As the 1836 Project would have it, there is an inescapable sense of fatedness to the Republic of Texas. It was doomed to fail. On this point, Johnson seems to agree. The 1836 Project stages this failure as a kind of tragic play that memorializes sovereign Texas and its ideological commitments as an aspirational state always worth aiming for. Johnson, however, sees the formation of the republic as a strange, flailing political strategy. He shows that even Texas’s leaders seemed to anticipate its failure from the get-go. This is because the republic, which would exist for only nine years, could not survive on its own.
Texas had to seek out trading partners for its newfound cotton economy while keeping a militia functional, ostensibly to protect its colonies from the Comanche; those who escaped enslavement to go to Mexico; the dispossessed Apache, Kiowas, and other Indigenous groups; and a perceived threat from the increasingly consolidated Mexican state. In doing so, the republic accrued crushing debt. The strategy of interest is how and with whom Texas made its allegiances, first economically and then politically. Texas sought support from England, the greatest consumer of cotton in the world. When this failed due to England’s abolition movement, Texas turned to the US, which was more divided on the matter of the slavery regime at the time. Johnson describes a set of diplomatic moves that hinged on arguments for economic prosperity as what enabled the US decision to absorb Texas and its plantation slavery regime in 1845, forgiving the republic’s debt and starting a war with Mexico as a result.

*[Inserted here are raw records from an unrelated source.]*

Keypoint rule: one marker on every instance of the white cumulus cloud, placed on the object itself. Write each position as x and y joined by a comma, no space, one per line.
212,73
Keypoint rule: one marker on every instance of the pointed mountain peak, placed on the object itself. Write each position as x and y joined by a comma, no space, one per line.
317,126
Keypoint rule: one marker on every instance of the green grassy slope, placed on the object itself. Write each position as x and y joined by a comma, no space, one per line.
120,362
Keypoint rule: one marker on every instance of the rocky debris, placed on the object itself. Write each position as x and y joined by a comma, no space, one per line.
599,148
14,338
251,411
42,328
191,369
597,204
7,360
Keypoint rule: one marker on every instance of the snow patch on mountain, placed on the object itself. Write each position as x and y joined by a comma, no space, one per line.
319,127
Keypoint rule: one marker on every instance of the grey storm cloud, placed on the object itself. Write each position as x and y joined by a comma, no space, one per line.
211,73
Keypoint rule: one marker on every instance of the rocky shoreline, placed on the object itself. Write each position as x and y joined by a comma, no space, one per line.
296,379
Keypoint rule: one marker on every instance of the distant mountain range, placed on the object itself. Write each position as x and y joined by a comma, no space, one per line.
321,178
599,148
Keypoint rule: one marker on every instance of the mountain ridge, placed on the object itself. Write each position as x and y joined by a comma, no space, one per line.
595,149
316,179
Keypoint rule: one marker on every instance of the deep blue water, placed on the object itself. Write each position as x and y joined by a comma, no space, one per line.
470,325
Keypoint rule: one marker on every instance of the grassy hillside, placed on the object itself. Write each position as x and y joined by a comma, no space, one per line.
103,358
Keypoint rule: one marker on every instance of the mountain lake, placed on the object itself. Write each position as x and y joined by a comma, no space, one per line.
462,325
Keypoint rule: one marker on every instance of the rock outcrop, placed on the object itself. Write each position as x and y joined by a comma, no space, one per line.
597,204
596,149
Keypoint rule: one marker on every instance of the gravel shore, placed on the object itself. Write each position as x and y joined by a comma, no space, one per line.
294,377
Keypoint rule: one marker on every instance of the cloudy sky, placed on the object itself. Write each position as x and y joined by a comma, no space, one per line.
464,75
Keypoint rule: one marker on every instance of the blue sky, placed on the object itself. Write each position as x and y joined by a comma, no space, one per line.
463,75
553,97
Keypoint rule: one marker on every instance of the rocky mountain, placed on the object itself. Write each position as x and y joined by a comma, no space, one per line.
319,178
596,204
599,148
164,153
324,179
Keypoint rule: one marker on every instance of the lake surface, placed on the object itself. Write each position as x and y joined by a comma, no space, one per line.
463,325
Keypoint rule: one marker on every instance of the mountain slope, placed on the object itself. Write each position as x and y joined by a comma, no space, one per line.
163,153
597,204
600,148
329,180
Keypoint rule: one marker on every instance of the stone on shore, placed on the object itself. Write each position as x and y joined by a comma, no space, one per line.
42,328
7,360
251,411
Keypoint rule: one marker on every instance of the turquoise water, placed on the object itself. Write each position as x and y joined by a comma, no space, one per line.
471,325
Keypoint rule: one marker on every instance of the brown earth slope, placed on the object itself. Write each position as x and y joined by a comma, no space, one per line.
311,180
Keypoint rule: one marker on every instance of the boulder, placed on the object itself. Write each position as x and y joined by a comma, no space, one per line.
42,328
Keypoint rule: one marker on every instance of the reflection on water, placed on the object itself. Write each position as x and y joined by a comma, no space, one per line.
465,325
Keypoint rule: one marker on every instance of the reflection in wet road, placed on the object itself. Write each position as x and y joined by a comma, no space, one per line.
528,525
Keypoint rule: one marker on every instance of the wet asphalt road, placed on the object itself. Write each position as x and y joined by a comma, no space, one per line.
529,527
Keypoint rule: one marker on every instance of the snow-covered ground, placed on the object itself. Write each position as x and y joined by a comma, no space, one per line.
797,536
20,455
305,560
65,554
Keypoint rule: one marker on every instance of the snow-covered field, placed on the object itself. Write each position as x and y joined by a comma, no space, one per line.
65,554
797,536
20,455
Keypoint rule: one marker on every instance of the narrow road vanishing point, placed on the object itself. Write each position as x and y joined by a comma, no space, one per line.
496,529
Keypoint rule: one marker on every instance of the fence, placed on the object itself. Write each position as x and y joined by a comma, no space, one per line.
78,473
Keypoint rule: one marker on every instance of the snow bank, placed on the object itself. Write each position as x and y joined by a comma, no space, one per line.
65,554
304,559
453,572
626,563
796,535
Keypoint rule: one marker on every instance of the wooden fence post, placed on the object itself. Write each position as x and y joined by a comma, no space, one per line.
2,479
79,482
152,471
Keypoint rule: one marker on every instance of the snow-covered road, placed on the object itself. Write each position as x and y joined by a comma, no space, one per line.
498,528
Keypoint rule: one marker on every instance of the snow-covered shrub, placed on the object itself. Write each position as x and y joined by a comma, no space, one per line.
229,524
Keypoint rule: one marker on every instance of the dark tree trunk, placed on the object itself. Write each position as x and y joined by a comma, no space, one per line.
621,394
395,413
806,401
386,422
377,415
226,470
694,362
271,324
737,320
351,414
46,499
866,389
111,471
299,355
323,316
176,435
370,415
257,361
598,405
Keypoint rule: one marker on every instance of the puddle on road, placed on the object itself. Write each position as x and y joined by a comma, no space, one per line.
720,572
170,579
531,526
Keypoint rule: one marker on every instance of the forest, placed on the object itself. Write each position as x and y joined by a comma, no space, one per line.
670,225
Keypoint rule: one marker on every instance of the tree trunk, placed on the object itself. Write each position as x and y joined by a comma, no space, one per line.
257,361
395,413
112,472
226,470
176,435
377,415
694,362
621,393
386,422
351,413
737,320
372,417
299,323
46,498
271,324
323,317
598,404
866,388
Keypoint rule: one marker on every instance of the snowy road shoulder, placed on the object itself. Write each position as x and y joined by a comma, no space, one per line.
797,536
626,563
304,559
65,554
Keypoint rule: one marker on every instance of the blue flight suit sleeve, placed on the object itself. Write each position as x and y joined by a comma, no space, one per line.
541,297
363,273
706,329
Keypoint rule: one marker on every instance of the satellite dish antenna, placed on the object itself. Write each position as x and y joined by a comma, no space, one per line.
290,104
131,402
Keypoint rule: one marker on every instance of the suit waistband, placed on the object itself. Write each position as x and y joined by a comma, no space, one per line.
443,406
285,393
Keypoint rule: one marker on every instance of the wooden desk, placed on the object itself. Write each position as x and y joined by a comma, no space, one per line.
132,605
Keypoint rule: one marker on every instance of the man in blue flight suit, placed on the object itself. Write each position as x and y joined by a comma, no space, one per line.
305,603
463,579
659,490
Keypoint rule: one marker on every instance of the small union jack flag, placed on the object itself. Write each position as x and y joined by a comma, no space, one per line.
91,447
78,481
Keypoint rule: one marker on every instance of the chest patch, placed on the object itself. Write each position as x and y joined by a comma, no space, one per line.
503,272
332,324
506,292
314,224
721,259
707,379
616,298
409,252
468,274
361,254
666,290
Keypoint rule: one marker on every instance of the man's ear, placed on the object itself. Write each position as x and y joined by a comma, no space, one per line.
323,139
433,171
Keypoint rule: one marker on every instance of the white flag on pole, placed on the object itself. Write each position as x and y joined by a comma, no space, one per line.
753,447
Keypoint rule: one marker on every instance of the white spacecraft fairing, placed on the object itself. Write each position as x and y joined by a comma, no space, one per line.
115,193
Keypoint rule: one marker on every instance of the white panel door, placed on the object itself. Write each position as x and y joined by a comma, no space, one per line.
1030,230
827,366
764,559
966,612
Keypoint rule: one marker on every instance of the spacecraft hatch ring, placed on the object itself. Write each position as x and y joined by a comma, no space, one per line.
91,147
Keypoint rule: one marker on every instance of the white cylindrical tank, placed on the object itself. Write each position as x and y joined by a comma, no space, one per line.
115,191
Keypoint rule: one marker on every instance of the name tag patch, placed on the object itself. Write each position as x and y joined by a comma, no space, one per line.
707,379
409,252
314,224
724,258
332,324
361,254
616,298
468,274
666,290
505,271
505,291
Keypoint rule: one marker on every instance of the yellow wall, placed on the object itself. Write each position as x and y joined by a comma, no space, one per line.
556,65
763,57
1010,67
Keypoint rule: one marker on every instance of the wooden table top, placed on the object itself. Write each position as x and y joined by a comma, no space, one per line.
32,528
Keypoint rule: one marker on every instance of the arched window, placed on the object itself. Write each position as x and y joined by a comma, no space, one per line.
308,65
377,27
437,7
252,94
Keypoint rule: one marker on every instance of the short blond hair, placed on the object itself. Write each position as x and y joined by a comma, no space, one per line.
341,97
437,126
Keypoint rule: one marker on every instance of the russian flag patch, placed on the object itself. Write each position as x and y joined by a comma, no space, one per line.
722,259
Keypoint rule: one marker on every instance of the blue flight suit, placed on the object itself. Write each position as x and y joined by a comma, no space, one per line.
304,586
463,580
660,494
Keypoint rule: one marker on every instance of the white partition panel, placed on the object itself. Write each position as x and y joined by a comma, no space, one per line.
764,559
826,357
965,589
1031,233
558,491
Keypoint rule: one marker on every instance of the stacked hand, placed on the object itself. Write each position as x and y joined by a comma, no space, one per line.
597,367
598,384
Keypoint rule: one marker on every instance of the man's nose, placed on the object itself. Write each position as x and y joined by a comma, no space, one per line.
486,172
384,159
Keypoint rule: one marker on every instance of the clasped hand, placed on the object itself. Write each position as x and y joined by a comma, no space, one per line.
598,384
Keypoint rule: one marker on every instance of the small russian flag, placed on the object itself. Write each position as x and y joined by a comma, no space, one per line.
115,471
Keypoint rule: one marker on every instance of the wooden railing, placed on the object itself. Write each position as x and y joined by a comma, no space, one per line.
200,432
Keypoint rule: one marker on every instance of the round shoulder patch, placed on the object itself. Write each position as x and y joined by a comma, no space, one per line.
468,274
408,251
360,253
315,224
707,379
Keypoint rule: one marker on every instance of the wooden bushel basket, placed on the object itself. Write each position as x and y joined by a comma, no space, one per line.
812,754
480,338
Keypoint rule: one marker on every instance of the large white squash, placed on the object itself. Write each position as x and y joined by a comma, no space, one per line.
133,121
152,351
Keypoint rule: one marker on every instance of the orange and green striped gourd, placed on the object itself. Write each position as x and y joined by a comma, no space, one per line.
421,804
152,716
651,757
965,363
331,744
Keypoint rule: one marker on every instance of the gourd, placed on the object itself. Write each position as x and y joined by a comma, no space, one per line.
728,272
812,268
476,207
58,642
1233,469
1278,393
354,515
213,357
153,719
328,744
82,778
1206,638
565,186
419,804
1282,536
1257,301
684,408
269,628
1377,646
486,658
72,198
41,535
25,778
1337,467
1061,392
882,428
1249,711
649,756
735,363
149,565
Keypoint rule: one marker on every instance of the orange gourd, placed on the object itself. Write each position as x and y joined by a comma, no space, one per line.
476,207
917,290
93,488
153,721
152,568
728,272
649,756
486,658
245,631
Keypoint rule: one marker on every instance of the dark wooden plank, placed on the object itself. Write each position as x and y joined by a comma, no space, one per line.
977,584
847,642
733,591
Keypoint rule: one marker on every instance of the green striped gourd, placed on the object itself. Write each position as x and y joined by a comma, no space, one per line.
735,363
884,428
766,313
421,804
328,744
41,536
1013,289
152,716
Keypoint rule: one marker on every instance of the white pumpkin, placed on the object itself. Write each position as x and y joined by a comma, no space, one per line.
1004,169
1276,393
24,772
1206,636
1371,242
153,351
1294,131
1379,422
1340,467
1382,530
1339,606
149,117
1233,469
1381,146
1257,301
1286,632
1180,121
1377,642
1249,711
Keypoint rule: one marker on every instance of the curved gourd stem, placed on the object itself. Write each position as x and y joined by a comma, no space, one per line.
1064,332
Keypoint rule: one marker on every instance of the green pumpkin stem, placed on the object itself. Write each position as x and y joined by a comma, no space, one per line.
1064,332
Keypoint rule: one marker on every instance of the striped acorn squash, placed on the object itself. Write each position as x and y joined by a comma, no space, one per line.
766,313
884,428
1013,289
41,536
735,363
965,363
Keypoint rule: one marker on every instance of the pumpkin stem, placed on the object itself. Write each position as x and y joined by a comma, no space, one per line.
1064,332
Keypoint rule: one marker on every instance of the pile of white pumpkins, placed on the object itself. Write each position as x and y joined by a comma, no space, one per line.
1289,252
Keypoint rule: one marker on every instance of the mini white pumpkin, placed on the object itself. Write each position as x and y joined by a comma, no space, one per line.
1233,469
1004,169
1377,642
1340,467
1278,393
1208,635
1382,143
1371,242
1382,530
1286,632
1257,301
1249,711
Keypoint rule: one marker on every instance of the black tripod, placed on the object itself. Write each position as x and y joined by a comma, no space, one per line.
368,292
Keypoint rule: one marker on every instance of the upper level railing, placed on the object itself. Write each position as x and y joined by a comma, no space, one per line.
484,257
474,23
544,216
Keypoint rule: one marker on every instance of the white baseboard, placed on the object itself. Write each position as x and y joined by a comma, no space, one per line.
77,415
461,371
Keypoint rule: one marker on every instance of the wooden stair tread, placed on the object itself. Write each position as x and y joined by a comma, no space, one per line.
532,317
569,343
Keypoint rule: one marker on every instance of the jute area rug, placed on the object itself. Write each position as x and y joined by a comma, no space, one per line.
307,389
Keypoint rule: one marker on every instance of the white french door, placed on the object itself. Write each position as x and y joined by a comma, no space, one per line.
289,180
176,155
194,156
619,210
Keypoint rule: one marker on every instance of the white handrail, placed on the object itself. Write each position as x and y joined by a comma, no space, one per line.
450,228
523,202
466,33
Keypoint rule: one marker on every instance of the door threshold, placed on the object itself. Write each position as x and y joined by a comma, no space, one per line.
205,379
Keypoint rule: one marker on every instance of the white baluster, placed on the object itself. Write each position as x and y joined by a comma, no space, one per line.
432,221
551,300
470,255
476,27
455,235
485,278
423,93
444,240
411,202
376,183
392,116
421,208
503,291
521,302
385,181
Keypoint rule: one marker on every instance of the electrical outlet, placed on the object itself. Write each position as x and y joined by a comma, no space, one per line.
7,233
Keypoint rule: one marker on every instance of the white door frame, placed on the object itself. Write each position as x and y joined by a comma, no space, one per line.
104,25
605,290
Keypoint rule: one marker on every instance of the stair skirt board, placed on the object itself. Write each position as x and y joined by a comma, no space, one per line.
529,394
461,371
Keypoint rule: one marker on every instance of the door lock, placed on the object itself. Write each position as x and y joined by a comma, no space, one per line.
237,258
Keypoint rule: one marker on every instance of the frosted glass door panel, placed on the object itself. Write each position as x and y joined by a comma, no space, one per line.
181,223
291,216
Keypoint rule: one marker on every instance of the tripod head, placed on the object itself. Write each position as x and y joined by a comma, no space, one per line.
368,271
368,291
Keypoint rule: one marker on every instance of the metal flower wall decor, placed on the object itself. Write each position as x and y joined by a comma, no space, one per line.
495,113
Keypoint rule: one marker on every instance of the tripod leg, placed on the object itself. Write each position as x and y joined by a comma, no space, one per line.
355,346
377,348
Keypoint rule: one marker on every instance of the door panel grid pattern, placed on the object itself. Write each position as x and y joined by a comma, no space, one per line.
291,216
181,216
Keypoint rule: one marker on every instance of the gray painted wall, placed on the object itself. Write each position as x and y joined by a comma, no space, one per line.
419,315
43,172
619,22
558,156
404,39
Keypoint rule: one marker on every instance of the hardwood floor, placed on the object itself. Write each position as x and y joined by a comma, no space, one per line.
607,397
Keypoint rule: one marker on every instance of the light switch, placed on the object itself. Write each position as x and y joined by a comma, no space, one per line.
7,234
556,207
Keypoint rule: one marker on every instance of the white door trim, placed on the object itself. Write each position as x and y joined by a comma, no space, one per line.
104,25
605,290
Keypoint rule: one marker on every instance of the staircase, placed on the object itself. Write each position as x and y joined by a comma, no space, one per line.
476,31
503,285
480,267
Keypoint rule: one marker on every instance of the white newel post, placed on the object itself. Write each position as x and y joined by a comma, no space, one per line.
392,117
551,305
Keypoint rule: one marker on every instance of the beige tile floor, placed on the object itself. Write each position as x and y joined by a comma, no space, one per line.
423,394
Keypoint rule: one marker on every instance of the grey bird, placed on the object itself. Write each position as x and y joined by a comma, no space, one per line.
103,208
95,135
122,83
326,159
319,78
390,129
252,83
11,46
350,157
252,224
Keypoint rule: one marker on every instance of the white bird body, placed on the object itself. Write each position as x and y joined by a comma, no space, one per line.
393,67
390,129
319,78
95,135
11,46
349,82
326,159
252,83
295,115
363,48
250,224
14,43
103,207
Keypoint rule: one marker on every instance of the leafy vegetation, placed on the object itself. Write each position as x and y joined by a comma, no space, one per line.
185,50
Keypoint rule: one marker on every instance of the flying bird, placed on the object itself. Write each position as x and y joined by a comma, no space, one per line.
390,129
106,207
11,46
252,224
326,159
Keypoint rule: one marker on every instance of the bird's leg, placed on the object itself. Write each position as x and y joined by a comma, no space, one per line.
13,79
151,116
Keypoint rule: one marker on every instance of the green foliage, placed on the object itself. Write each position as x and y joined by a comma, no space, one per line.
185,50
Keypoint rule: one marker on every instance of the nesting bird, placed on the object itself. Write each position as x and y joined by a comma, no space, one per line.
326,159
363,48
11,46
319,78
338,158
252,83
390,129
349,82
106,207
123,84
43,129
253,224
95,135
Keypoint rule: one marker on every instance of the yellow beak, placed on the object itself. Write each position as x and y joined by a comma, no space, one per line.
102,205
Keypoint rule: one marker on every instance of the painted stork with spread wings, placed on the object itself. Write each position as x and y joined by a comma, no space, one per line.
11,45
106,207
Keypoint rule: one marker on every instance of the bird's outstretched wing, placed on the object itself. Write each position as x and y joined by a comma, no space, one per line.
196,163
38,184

After the conclusion of the Mexican-American War with the signing of the Treaty of Guadalupe Hidalgo in 1848, Texas would become a successful cotton-producing American state for approximately 13 years before joining the Confederacy and fighting for secession again, now from the US. The end of this period is marked by the now-federal holiday Juneteenth, a historically Black Texan–specific celebration of the end of slavery. Even with the granting of land as freedom colonies to formerly enslaved families, the Reconstruction period after the Civil War would reconsolidate forms of white loyalty to Texas’s 1836 image of itself, now materialized less in the economic potentials of cotton plantations and more in other modes of extraction enabled by its property regime.